Originally published in 1909. This volume from the Cornell University Library's print collections was scanned on an APT BookScan and converted to JPG 2000 format by Kirtas Technologies. All titles scanned cover to cover and pages may include marks notations and other marginalia present in the original volume.
Alfred Edward Taylor was a British idealist philosopher. He was born in 1869, the son of a Wesleyan minister. Among many distinguished appointments, he held the chair of Moral Philosophy at Edinburgh from 1924 to 1941. His main interests were Platonic philosophy and the theology of Christianity, and his contributions in both these fields have been of far-reaching importance. "Does God Exist?" was his last considerable work on the philosophy of religion before his death in 1945.

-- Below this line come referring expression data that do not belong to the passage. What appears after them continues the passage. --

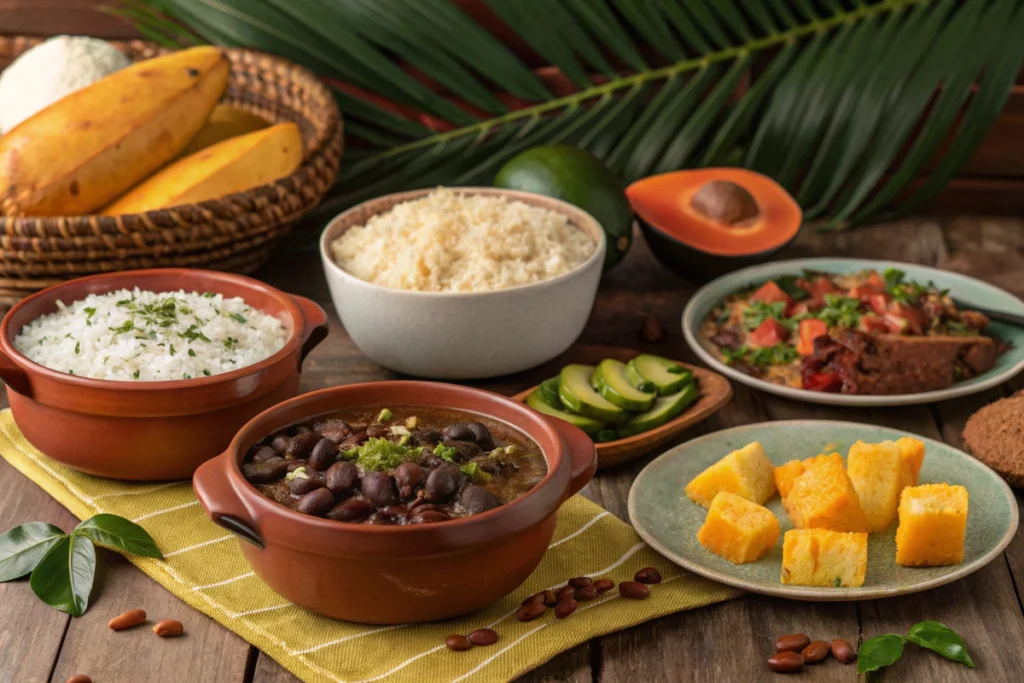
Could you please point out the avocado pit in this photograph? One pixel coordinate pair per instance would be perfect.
(725, 202)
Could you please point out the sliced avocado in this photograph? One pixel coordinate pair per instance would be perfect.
(610, 381)
(549, 392)
(664, 410)
(589, 425)
(579, 396)
(667, 376)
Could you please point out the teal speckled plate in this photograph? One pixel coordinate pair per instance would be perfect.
(961, 287)
(669, 521)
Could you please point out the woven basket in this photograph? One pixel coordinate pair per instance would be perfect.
(237, 232)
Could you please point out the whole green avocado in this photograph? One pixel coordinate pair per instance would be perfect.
(579, 177)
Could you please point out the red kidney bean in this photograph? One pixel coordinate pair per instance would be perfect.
(815, 652)
(794, 642)
(315, 503)
(378, 487)
(843, 650)
(428, 517)
(350, 511)
(441, 485)
(281, 443)
(458, 643)
(342, 476)
(324, 455)
(565, 607)
(785, 662)
(648, 575)
(483, 637)
(633, 590)
(530, 611)
(302, 485)
(263, 454)
(302, 444)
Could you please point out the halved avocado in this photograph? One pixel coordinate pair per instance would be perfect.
(589, 425)
(702, 223)
(664, 410)
(666, 376)
(579, 396)
(610, 381)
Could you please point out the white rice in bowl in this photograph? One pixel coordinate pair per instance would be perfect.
(453, 242)
(150, 336)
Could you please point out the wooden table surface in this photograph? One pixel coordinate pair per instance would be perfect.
(723, 642)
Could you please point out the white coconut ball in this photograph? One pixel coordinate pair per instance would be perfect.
(50, 71)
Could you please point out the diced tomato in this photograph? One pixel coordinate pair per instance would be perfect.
(880, 302)
(769, 333)
(876, 281)
(824, 381)
(770, 293)
(810, 330)
(872, 324)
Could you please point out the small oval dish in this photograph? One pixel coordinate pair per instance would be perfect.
(151, 430)
(715, 393)
(459, 335)
(964, 289)
(396, 573)
(667, 519)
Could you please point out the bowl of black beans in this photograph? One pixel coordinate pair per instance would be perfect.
(395, 502)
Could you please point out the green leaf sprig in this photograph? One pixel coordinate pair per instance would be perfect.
(887, 649)
(64, 565)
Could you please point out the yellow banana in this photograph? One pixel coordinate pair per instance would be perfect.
(237, 164)
(90, 146)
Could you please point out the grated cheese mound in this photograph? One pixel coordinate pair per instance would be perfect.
(450, 242)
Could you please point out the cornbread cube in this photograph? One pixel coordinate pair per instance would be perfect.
(785, 475)
(747, 472)
(820, 557)
(879, 474)
(912, 451)
(932, 521)
(823, 498)
(738, 529)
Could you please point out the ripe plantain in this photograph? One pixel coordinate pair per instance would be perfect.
(231, 166)
(90, 146)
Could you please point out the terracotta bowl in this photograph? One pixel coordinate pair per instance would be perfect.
(396, 574)
(151, 430)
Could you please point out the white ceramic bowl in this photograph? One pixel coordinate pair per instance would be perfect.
(461, 336)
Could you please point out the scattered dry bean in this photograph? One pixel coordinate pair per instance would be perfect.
(815, 652)
(483, 637)
(648, 575)
(633, 590)
(785, 662)
(843, 650)
(794, 642)
(130, 619)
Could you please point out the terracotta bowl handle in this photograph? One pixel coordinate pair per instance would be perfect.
(14, 376)
(221, 502)
(315, 324)
(582, 452)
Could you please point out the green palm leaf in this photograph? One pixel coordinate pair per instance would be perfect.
(843, 101)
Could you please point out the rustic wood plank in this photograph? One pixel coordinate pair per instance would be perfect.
(30, 631)
(206, 652)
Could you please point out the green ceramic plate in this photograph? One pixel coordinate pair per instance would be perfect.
(669, 521)
(961, 287)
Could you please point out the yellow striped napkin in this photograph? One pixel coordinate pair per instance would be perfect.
(205, 567)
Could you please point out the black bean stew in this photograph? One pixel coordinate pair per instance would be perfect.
(407, 466)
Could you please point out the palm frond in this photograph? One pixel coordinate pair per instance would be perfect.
(845, 102)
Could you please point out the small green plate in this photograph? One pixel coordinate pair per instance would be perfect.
(669, 521)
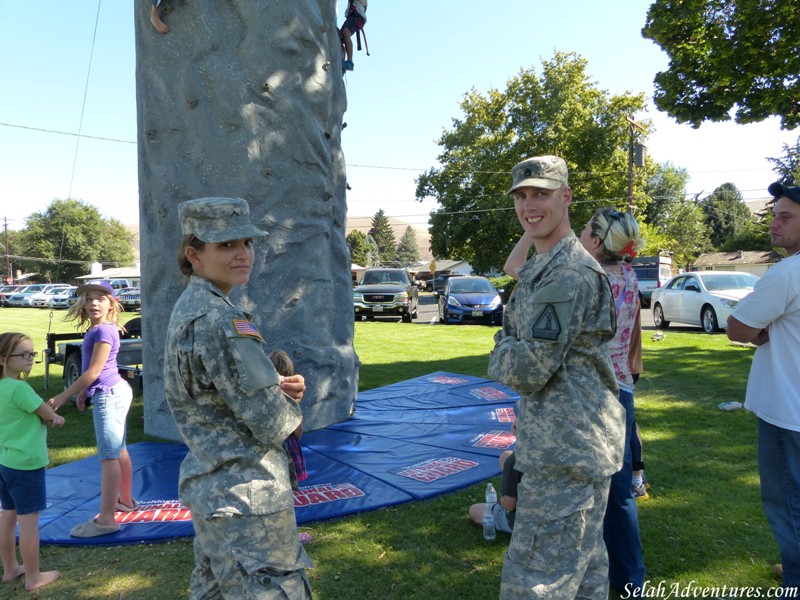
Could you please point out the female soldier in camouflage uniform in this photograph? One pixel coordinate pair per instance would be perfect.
(231, 410)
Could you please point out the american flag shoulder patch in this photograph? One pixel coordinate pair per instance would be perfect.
(244, 327)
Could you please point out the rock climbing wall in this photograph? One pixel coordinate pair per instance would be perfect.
(246, 99)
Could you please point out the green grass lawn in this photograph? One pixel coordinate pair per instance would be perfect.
(703, 523)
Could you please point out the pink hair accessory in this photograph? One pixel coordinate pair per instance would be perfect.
(628, 250)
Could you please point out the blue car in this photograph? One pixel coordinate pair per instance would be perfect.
(470, 298)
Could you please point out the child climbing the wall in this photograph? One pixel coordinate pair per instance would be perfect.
(355, 19)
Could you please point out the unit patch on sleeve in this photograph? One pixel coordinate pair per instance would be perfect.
(547, 326)
(244, 327)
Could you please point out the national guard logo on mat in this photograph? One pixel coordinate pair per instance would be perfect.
(244, 327)
(547, 326)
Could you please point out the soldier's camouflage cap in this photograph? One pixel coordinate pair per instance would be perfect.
(217, 219)
(546, 172)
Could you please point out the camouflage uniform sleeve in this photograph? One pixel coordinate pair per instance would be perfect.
(539, 331)
(248, 384)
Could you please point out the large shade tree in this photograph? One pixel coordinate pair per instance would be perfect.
(727, 56)
(560, 111)
(61, 242)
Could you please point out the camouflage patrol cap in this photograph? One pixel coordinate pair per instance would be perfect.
(546, 172)
(217, 219)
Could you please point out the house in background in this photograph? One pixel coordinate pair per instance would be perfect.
(131, 275)
(756, 262)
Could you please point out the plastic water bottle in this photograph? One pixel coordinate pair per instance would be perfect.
(489, 531)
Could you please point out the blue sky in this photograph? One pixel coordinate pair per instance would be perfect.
(424, 57)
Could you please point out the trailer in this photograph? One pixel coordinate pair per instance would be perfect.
(65, 349)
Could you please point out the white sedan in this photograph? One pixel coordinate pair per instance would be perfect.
(705, 298)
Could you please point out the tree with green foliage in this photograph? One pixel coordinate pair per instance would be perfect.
(407, 249)
(666, 189)
(359, 249)
(726, 214)
(373, 253)
(788, 166)
(686, 234)
(381, 232)
(61, 242)
(727, 55)
(558, 112)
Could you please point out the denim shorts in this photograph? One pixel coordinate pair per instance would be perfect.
(500, 518)
(22, 491)
(109, 411)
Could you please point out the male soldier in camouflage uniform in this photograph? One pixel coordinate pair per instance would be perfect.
(570, 426)
(230, 409)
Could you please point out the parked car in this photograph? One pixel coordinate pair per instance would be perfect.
(7, 291)
(470, 298)
(705, 298)
(62, 297)
(651, 272)
(131, 299)
(26, 296)
(437, 283)
(384, 292)
(42, 299)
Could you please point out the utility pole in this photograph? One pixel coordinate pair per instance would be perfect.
(634, 126)
(9, 276)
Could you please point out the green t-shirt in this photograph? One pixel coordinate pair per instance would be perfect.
(23, 435)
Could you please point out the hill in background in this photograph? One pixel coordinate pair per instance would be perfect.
(398, 226)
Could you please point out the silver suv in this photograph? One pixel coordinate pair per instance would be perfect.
(386, 292)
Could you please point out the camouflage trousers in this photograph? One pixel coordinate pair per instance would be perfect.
(249, 557)
(557, 548)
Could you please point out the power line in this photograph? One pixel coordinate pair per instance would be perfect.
(55, 131)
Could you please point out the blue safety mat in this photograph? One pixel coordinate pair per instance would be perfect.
(407, 441)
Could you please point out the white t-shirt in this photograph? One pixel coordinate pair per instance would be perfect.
(773, 388)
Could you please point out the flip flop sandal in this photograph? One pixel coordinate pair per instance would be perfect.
(122, 508)
(92, 529)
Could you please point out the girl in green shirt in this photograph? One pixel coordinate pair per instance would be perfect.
(23, 457)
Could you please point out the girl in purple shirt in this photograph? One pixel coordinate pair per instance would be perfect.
(111, 398)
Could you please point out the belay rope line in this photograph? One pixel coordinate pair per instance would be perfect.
(75, 159)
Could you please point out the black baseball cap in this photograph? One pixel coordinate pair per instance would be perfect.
(778, 190)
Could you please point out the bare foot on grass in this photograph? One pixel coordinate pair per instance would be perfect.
(8, 577)
(43, 579)
(155, 19)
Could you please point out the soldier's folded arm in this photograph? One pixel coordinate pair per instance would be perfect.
(525, 365)
(248, 383)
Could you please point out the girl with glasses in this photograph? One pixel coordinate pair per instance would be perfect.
(23, 458)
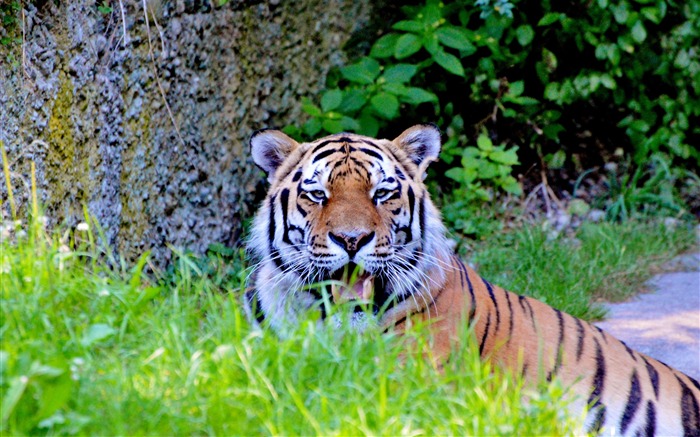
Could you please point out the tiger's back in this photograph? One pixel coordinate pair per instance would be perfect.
(348, 201)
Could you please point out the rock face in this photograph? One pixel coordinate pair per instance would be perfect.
(142, 111)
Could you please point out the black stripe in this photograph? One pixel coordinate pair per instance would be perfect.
(486, 332)
(284, 200)
(255, 306)
(694, 382)
(371, 153)
(650, 426)
(598, 421)
(560, 346)
(335, 140)
(653, 377)
(510, 317)
(594, 401)
(602, 334)
(324, 154)
(495, 304)
(690, 413)
(271, 234)
(581, 336)
(633, 401)
(527, 308)
(421, 216)
(291, 168)
(463, 268)
(630, 352)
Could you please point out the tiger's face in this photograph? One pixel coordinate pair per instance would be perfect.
(340, 205)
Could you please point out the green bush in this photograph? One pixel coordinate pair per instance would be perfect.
(555, 79)
(91, 346)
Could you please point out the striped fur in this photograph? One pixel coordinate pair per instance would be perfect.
(348, 199)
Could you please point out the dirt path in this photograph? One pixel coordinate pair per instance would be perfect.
(665, 323)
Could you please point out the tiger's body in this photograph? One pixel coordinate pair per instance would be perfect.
(348, 200)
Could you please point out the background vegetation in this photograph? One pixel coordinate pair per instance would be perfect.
(587, 105)
(548, 92)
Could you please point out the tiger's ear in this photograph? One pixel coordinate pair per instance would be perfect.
(420, 142)
(270, 148)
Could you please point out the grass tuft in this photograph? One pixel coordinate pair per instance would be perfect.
(92, 345)
(606, 261)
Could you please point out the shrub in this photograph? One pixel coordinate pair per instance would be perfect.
(564, 82)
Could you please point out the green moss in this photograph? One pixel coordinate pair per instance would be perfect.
(69, 175)
(60, 125)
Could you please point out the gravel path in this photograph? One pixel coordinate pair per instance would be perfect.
(665, 323)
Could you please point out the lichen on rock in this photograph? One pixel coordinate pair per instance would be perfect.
(102, 103)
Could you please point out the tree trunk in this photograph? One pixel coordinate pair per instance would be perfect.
(141, 110)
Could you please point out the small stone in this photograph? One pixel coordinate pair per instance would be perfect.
(578, 207)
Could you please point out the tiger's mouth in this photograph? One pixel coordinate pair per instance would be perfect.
(352, 283)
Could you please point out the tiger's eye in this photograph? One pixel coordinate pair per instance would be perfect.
(380, 193)
(319, 194)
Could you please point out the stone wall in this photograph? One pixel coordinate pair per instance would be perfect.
(145, 121)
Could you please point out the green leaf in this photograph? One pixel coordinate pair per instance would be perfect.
(620, 12)
(607, 81)
(369, 125)
(364, 72)
(406, 46)
(639, 33)
(384, 47)
(96, 333)
(349, 124)
(417, 96)
(353, 100)
(408, 26)
(430, 42)
(312, 127)
(484, 142)
(454, 37)
(310, 108)
(516, 88)
(332, 126)
(400, 73)
(512, 186)
(525, 34)
(449, 62)
(506, 157)
(396, 89)
(550, 18)
(654, 13)
(456, 174)
(386, 105)
(331, 100)
(556, 160)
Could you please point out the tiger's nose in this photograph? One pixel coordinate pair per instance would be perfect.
(351, 243)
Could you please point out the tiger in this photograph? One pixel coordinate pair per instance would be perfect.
(348, 202)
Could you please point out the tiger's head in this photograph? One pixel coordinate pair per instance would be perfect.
(340, 204)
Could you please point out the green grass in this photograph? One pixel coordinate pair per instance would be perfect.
(90, 345)
(603, 261)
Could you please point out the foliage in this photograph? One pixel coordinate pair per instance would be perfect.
(92, 345)
(538, 76)
(649, 190)
(607, 261)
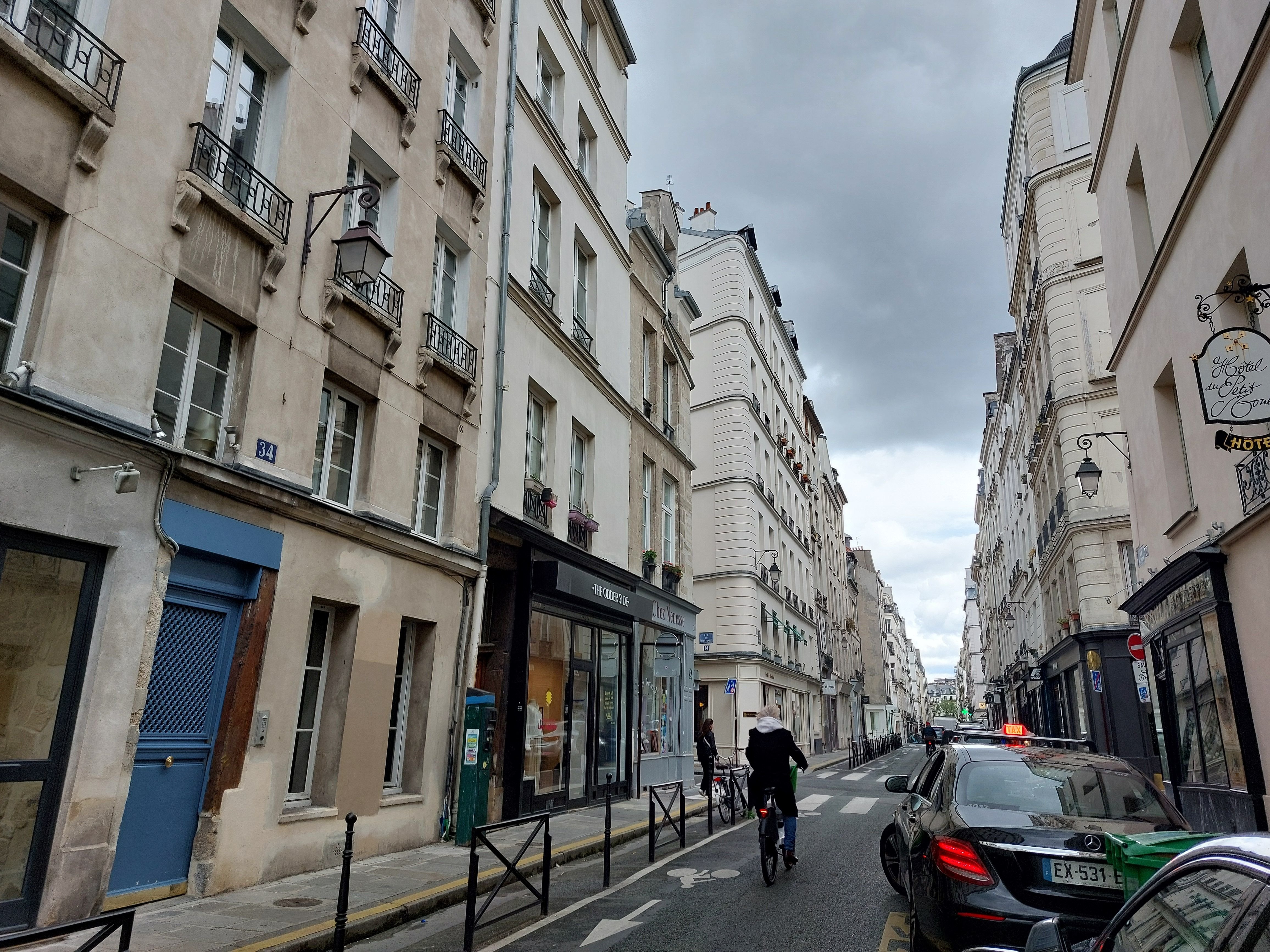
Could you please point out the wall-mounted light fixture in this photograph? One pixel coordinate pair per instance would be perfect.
(127, 478)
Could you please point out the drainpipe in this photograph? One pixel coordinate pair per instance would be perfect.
(487, 497)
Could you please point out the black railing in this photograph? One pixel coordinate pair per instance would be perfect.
(581, 336)
(1254, 475)
(239, 181)
(542, 289)
(381, 294)
(373, 39)
(536, 509)
(460, 145)
(66, 44)
(450, 345)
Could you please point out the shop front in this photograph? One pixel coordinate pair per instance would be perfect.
(1199, 699)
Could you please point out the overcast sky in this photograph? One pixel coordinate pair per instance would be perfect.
(865, 140)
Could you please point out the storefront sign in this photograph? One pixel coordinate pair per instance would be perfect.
(1234, 376)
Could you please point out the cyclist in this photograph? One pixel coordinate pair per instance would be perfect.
(769, 752)
(929, 737)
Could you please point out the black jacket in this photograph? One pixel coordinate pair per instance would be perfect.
(770, 754)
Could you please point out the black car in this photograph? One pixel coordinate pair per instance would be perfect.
(992, 839)
(1211, 899)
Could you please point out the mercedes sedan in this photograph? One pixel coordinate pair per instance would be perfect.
(991, 839)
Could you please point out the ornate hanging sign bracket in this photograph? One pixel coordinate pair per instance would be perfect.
(1234, 376)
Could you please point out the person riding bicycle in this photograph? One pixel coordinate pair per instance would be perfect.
(929, 735)
(769, 752)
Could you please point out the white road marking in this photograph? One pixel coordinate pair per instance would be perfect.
(859, 805)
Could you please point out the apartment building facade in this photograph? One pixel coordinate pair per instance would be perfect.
(249, 620)
(1179, 94)
(752, 492)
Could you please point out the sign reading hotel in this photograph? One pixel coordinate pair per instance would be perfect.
(1234, 375)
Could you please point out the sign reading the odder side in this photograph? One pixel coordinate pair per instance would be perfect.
(1234, 375)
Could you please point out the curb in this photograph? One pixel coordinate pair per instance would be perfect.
(371, 921)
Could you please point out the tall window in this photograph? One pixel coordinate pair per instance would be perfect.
(430, 477)
(445, 281)
(669, 520)
(578, 473)
(339, 422)
(400, 707)
(20, 242)
(313, 684)
(194, 388)
(234, 107)
(1206, 78)
(535, 427)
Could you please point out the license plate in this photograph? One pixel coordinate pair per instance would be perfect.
(1069, 872)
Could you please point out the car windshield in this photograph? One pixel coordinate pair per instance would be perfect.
(1077, 789)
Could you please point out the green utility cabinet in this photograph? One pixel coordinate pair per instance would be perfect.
(479, 720)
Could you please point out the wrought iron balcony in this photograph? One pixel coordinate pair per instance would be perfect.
(241, 182)
(581, 336)
(373, 39)
(460, 145)
(66, 44)
(383, 294)
(450, 345)
(542, 289)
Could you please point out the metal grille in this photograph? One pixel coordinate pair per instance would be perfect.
(181, 684)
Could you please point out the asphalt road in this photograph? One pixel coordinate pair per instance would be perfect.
(713, 893)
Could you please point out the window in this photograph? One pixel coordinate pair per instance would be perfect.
(1206, 78)
(312, 686)
(400, 707)
(16, 291)
(194, 387)
(669, 520)
(430, 478)
(578, 473)
(237, 77)
(535, 430)
(458, 89)
(445, 281)
(339, 423)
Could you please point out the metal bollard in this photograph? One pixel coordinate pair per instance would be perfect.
(342, 903)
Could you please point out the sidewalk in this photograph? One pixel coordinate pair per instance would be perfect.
(296, 914)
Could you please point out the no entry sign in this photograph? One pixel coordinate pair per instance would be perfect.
(1136, 648)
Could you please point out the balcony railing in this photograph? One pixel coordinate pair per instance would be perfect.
(65, 42)
(373, 39)
(535, 509)
(542, 289)
(464, 148)
(383, 294)
(241, 182)
(581, 336)
(450, 345)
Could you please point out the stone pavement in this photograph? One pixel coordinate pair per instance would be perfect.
(296, 914)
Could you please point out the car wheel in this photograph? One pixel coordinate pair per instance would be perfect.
(888, 850)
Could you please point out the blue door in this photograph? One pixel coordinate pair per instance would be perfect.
(183, 706)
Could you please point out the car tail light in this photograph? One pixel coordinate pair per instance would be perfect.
(959, 861)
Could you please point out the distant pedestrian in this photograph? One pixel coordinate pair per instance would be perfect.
(707, 752)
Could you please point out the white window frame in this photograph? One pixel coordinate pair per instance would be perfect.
(303, 799)
(393, 785)
(324, 483)
(22, 313)
(421, 477)
(187, 377)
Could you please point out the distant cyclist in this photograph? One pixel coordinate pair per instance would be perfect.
(770, 751)
(929, 735)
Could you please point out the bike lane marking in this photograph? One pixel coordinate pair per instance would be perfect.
(586, 902)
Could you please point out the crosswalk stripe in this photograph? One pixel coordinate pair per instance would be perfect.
(859, 805)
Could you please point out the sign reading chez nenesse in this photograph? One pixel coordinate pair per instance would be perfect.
(1234, 375)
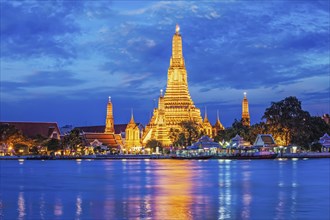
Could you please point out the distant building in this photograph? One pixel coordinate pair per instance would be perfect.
(265, 140)
(112, 135)
(109, 122)
(207, 127)
(326, 118)
(325, 141)
(245, 111)
(239, 142)
(133, 136)
(217, 126)
(34, 129)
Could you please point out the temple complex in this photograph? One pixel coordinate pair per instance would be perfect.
(132, 136)
(176, 104)
(245, 111)
(109, 123)
(217, 126)
(207, 127)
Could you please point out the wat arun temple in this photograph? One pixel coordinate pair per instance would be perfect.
(174, 106)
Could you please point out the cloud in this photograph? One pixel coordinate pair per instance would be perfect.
(34, 30)
(95, 49)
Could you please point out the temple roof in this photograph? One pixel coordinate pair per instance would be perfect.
(107, 139)
(32, 129)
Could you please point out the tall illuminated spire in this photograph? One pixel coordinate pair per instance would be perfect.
(205, 116)
(132, 117)
(109, 123)
(175, 105)
(245, 111)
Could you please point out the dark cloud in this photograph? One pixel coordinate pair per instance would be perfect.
(43, 79)
(239, 45)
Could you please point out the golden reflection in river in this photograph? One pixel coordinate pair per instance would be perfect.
(78, 206)
(294, 185)
(280, 208)
(173, 197)
(42, 206)
(247, 195)
(224, 189)
(21, 205)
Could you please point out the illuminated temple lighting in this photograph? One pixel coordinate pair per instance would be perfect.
(176, 104)
(245, 111)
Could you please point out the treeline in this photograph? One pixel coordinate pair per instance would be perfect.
(285, 120)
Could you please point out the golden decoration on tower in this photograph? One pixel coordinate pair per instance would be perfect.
(132, 135)
(176, 105)
(245, 111)
(109, 123)
(217, 126)
(207, 125)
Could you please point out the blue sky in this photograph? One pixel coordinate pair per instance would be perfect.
(61, 60)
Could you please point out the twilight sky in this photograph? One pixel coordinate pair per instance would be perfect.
(61, 60)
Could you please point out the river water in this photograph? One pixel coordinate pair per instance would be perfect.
(165, 189)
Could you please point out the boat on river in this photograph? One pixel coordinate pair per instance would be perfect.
(191, 157)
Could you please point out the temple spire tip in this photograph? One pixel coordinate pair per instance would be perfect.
(177, 29)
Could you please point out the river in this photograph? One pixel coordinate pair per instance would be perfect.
(165, 189)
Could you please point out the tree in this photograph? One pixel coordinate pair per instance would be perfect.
(290, 124)
(11, 137)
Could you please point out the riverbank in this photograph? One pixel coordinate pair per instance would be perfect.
(147, 156)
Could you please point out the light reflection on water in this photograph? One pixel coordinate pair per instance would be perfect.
(165, 189)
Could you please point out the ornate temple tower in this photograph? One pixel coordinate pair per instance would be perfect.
(176, 105)
(109, 123)
(245, 111)
(207, 125)
(132, 137)
(217, 126)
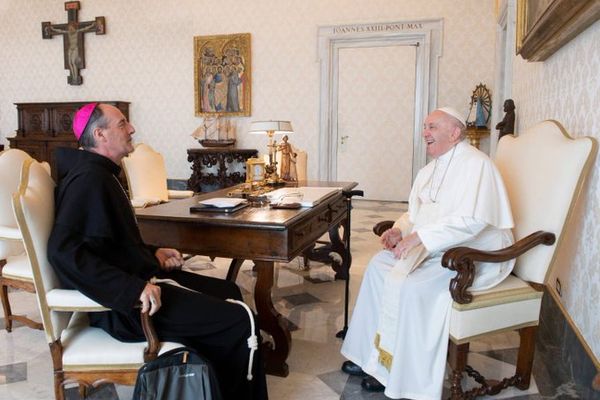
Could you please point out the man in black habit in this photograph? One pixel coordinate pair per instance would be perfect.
(96, 247)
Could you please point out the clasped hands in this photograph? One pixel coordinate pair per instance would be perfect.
(393, 241)
(169, 260)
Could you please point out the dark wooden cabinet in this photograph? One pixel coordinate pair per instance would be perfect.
(217, 168)
(42, 127)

The systematic unity of reality is a single principle in and through multiplicity. The whole system is a single experience, and its consistents are also experiences. A systematic whole is not an aggregate, nor a mechanical whole of parts, nor an organism. The whole exists for its parts and they for it (p. 85).
Reality is a systematic whole forming a simple individual experience. The systematic whole is composed of constituents, which are their individual experiences. In each of these constituents, the nature of the whole system manifests itself with each one contributing its distinct content to the whole system; suppression of any of them alters the character of the whole. The nature of the whole determines the character of each of its constituents. The whole and its constituent members are in complete interpenetration and form a systematic unity (p. 104).